Continued from previous post

Oftentimes, my journal acted as a sounding board for my career – a personal assistant of sorts, to help me think through major issues, or grapple with risk. Sure, being an executive can be fun, you are thinking. You get to make big decisions. People respect you. You get to tell others what to do. And, let’s see. What else? Oh yes – the fate of the entire organization rests upon your shoulders. That’s not completely accurate, but it sure feels that way sometimes.

After working so hard for many years clawing my way to the top, I relished in those first few years of making it to the executive suite. Confident. Bold. Full of conviction. That’s the image I wanted to project. That’s what you would have read in my journal those days. But soon enough, the glimmer wore off, and I was faced with the daunting realization that everyone expected me to make some pretty tough decisions, and to get them right. Owning those major decisions took some getting used to. What if I made a mistake? What if I was wrong? What will happen if I make a twenty million dollar boggle?

When it came time to actually make those big decisions, I frequently would have cold feet, and second thoughts. “Do you really know what you are doing?” my journal would ask. That’s what I would be thinking on the way home from work, or waking up in the middle of the night in a cold sweat. “Who do you think you are? I’ll tell you who you are, you are a big fat Loser who is trying to fake everyone out with your fancy business plans and big ideas. They are on to you, boy!” Those same thoughts crossed my mind as I drove past the construction site of an enormously expensive project that I had recently launched. A project that I had fought for and wrestled with for three years, doing market research, studying the competition, building a business plan, getting advice from experts, and then victoriously convincing the Board that it would provide a superior return for the investors, giving us a formidable edge in the industry. But sitting in my car a few weeks later watching the steel going up, I suddenly felt a lump in my stomach. “Dear Lord in heaven, what have I done?” I thought to myself, gripping the steering wheel with white-knuckles as the friendly construction workers smiled and waved at me. In a brief moment of desperate panic, I secretly reneged on all of my bold predictions for growth and profits. All I wanted to do was run and hide. It all crumbled before me in an imaginary meltdown, as I pictured myself standing before the Board, trying to explain the massive failure of my plan.
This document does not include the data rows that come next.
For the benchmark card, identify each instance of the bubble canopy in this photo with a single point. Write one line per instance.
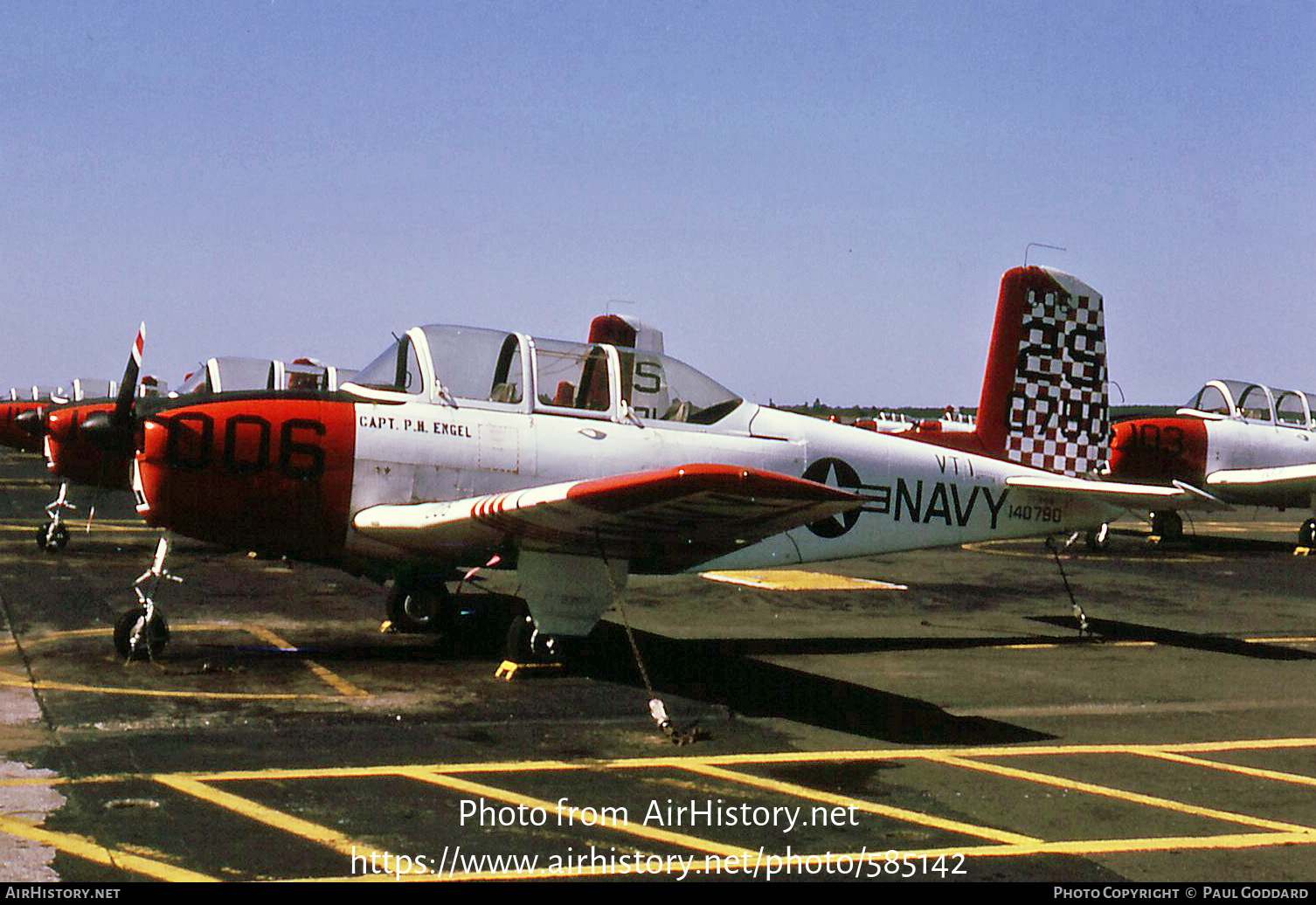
(1253, 402)
(501, 370)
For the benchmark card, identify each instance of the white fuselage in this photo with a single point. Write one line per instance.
(915, 494)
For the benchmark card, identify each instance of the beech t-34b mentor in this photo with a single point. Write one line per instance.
(579, 463)
(1233, 444)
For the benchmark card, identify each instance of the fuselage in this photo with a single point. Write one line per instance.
(1229, 426)
(287, 473)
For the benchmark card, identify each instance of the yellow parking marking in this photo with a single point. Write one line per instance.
(99, 854)
(998, 843)
(866, 806)
(268, 816)
(1232, 769)
(572, 813)
(1134, 798)
(799, 580)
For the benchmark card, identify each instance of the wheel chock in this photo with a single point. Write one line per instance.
(509, 668)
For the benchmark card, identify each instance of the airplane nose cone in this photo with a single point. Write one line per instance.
(31, 423)
(1160, 450)
(100, 429)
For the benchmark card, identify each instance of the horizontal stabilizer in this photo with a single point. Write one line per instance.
(1128, 496)
(1282, 478)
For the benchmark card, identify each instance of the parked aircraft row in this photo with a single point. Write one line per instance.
(579, 463)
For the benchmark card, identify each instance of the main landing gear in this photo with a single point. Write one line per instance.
(468, 623)
(1167, 525)
(52, 535)
(141, 634)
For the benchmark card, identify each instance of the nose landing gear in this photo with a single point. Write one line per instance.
(141, 634)
(52, 535)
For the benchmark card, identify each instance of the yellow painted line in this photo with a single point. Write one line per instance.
(1298, 779)
(720, 759)
(799, 580)
(325, 675)
(799, 865)
(268, 816)
(866, 806)
(99, 854)
(80, 527)
(574, 813)
(1132, 798)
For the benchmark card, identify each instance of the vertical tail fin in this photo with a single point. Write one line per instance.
(1044, 400)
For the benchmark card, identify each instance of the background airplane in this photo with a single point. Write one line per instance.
(1233, 444)
(578, 463)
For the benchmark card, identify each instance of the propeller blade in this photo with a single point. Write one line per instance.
(128, 387)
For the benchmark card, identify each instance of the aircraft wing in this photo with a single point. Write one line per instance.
(1282, 479)
(1118, 494)
(668, 519)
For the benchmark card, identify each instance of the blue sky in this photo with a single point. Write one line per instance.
(811, 199)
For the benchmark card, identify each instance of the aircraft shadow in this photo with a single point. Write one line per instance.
(1113, 631)
(725, 673)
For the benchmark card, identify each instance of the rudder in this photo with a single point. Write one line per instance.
(1044, 400)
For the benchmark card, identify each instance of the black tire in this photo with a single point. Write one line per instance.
(52, 537)
(150, 644)
(1099, 540)
(418, 609)
(1167, 525)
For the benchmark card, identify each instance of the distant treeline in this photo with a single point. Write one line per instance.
(918, 413)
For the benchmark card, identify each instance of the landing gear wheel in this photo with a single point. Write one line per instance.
(528, 645)
(418, 609)
(52, 537)
(1167, 525)
(150, 639)
(1100, 538)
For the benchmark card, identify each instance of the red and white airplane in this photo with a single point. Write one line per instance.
(90, 442)
(1233, 444)
(16, 408)
(578, 463)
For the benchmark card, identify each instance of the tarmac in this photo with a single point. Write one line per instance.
(933, 715)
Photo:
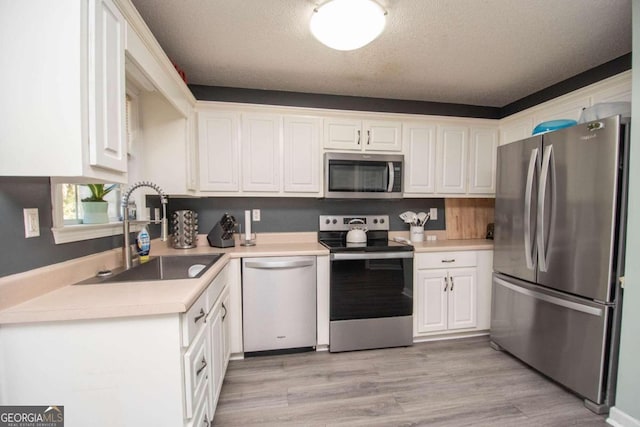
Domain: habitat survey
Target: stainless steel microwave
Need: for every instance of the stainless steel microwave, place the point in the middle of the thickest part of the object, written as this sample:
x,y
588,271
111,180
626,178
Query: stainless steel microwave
x,y
363,176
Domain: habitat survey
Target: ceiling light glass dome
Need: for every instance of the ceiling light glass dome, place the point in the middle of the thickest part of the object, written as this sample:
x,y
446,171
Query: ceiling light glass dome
x,y
347,24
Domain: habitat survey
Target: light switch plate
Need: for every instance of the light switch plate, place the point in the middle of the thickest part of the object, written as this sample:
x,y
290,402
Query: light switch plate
x,y
433,214
31,222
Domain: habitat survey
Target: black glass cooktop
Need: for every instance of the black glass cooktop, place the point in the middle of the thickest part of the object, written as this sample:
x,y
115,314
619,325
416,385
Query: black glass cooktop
x,y
375,245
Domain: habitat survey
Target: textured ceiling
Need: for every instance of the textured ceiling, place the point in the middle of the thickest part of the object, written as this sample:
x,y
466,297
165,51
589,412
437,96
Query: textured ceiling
x,y
478,52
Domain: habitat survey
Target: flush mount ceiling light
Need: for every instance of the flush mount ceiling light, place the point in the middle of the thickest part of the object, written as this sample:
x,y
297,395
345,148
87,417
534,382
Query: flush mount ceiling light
x,y
347,24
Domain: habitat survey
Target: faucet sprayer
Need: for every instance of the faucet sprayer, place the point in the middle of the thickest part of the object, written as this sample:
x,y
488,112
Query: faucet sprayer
x,y
164,233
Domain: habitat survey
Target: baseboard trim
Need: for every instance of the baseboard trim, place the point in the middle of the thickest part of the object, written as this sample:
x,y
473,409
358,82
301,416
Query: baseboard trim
x,y
618,418
454,336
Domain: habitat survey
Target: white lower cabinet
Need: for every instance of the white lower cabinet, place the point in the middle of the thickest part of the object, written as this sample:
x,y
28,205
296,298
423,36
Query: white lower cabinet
x,y
447,299
158,370
451,292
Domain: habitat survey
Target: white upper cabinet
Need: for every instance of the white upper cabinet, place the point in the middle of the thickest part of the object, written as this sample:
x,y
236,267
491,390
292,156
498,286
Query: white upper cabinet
x,y
516,130
419,149
218,150
261,151
342,134
367,135
107,124
382,135
483,152
259,154
65,116
452,154
302,154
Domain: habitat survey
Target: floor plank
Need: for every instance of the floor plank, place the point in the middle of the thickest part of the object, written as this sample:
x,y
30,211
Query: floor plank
x,y
444,383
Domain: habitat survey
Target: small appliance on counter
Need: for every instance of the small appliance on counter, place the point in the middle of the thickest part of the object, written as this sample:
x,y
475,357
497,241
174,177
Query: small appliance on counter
x,y
185,229
490,228
221,235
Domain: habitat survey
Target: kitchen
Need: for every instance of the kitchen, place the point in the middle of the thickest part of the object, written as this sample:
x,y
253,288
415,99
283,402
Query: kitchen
x,y
27,192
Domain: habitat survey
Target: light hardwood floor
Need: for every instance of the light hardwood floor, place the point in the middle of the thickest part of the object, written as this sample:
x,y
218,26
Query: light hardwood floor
x,y
445,383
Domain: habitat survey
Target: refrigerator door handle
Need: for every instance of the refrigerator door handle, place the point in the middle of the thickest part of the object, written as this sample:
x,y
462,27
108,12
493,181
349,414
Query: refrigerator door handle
x,y
551,299
529,252
547,167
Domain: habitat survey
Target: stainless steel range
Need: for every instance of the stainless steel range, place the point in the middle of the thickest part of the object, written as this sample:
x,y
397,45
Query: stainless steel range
x,y
371,285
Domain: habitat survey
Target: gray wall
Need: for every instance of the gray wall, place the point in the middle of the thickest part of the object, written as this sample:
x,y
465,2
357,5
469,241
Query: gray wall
x,y
20,254
628,391
278,214
301,214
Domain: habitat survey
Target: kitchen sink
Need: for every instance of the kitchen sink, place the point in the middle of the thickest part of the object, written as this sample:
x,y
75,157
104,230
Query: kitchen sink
x,y
168,267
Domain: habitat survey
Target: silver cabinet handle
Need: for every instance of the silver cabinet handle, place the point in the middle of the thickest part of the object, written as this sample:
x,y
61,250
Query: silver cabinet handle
x,y
270,265
528,251
204,365
199,316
In moments like this, I need to step back, to gain some perspective, and to be less emotional – more objective. I need a helping hand. I turn to my journal, and let it all out in a flurry of cries and pleas to God, followed by a good deal of man-to-man straight-talk. It calms me down. A few months later, I go back and read through those escalating crazy-man thoughts, and I chuckle. “Ha, Ha, wasn’t that funny how I got so worked up over that little thing! Oh, Ye of Little Faith! Sheesh!”

A few months after the fact, it is now so obvious that any dummy could have seen how God was with me then. He was there the whole time. Everything worked out just fine, even though it was a little touch and go for a while. I had done all the right homework; I received plenty of input and advice. I was not being arrogant and cavalier in promoting my ideas. So why did I panic?

I think about that Woody Allen quote, the one that says “Eighty percent of success is just showing up.” That’s all God wants from me, is to just show up every day and do my job – at home, at work, with my kids, with my friends and church. And if I’m doing it right, if I’m stepping out in faith and taking calculated risks once in a while, there might be times when it feels like what I am doing is crazy. It’s like an old saying I heard once from a youth leader in high school: “God can’t steer a parked car.” It may take a while, we may fumble around and bump into things at first, but He’s got to start somewhere.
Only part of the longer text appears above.